Doğal olarak örgütün lideri kimse görmese de ortadan kalkıyor ve dağılma yaşanıyordu.
Çöküş yakındı...
Tüm dünya neredeyse olaylara böyle bakıyordu.
Kimse aranan sorulara cevap bulamıyordu. Ortaya çıkan en büyük gerçek ABD'nin SURİYE ve IRAK'taki KÜRTLER'i korumaktan vazgeçmeyeceğiydi. Zaten sakladıkları da yoktu. Ancak saklanan gizlenen başka bir şey vardı. Ve bu bölgede yaşanılanlarla çok ilgiliydi...
Acaba örgütün dağılmasının arkasında başka bir gerçek mi vardı? Bağdadi'nin ölümünden birkaç gün sonra çok önemli bir olay yaşanıyor ve İSTANBUL KARAKÖY'de bir cinayet işleniyordu.
İngiliz İstihbarat Subayı James Gustaf Edward Le Mesurier'in cesedi oturduğu evin önünde Kılıçalipaşa Hamamı görevlisi tarafından bulunuyordu. Yüksek güvenlikli bir evde İSVEÇLİ eşi ile yaşayan Le Mesurier evininin balkonundan atılıyordu.
Polis kapıya dayandığında evdeki İsveç vatandaşı eşi Emma Hedvig Christina Winber cinayetten habersizdi.
Kocasının atıldığından haberi yoktu... Benim de gidip gördüğüm ev şifreli ve çok korunaklıydı. Dışarıdan birinin girme ihtimali neredeyse imkansıza yakındı. Ama eve giriliyor ve İNGİLİZ SUBAY öldürülüyordu. Emekli olduğu söylenen Le Mesurier'in çok stresli olduğunu açıklayan da eşi oluyordu. Polisteki ifadesinde...
Uzun bir süre geçiyor ve eşi evdeki eşyaları almaya geliyordu. Evin içinden fotoğraflar o gün sızıyordu.
Alınması gerekenler alınmış olsa da evin görünümü sakin bir hayat yaşayan çifte ait izlenimi uyandırmıyordu!
Kimse o cinayetin nasıl işlendiğini öğrenemedi! Ancak o cinayetten sonra DEAŞ tamamen bitti.

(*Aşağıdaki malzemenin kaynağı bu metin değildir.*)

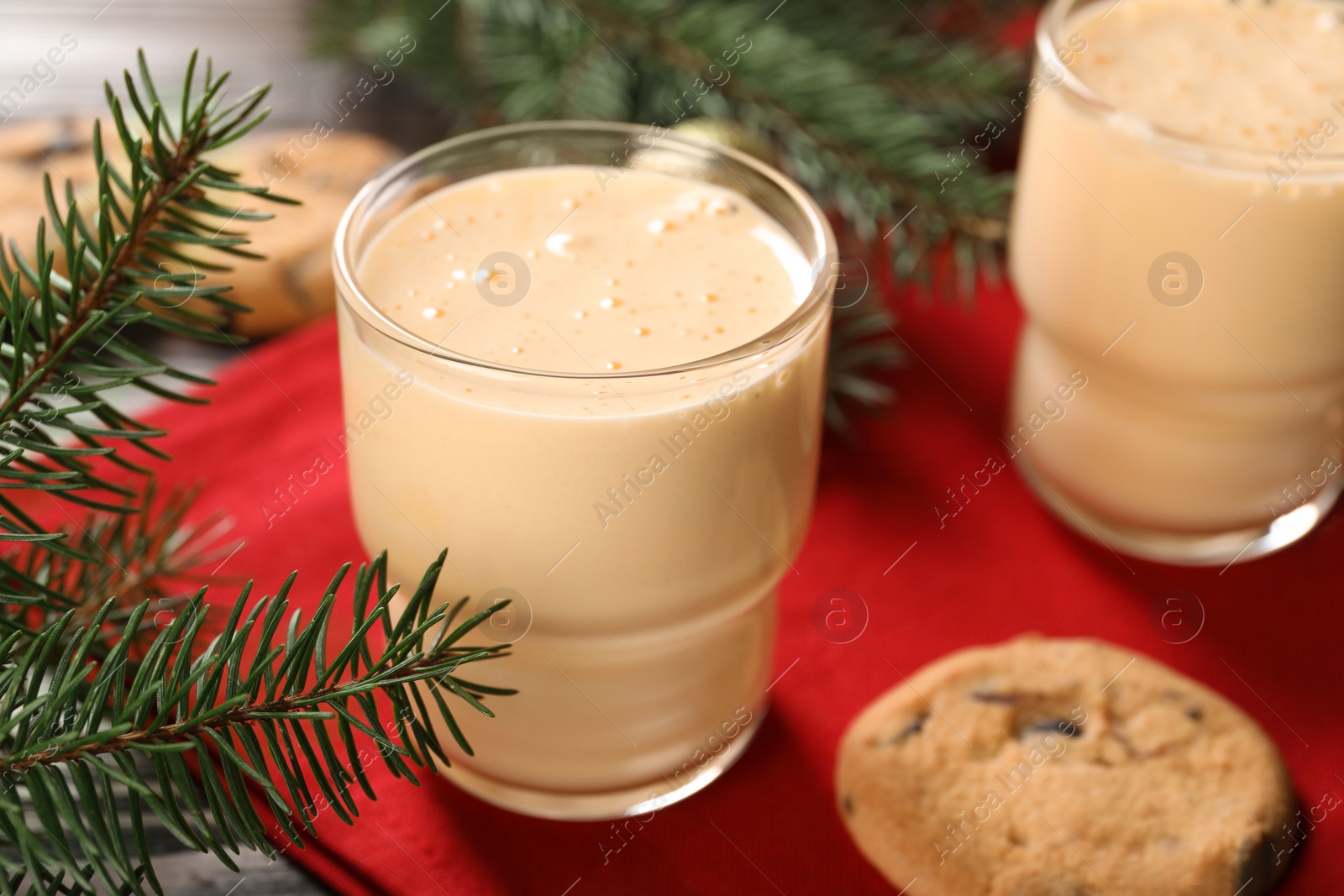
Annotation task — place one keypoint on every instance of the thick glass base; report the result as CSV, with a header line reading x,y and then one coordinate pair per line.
x,y
600,806
1184,548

Eylemleri sıfırlandı. Ortalarda görünen kimse kalmadı.
Fakat YPG/PKK devam ediyordu...
Türkiye kararlılığını gösterip sınır ötesi harekat için kolları sıvayınca ABD'nin ANKARA Büyükelçisi Jeff Flake, Savunma Bakanı Hulusi Akar'ı ziyaret etti. Akar ayrıca Rus Savunma Bakanı Sergey Şoygu ile de görüştü...
ABD Büyükelçisi Flake'ın ziyareti haliyle operasyon öncesine denk geldiği için fazlasıyla ilgi çekti... Bu da doğaldı...
Asıl ilginç olan başka bir şey daha vardı. James Gustaf Edward Le Mesurier İstanbul'da öldürülüyor aradan üç yıl geçiyor ve ABD Büyükelçisi Jeff Flake, 558 yıllık Kapalıçarşı'nın çatısına çıkıp koşuyor ve JAMES BOND fotoğrafları veriyordu. Gariptir bunu da İbrahim Avad İbrahim el-Bedri yani Ebu Bekir el- Bağdadi'nin öldürüldüğü tarih olan 26 EKİM'de yapıyordu!
Yani YPG konusu asla ve kat'a SURİYE'NİN meselesi değildi. Şam'ın boyunu aşan bir konuydu. Esad'la görüşülse de çözüm kolay değildi. Aşağıda ABD ile RUSYA gibi iki gücün olduğu netti. Bizim onlara olduğu kadar onların da bize ihtiyacı vardı. Bütün dengelerin yerinden oynadığı bu dönemde Washington- Moskova hattında Türkiye elini çok daha güçlendirebilirdi.
YUMUŞAK GÜCÜYLE bile çok mesafe alabilirdi. Her kapıyı açacak anahtarlardan biri de Türkiye'nin elindeydi...
Avrupa istemese de...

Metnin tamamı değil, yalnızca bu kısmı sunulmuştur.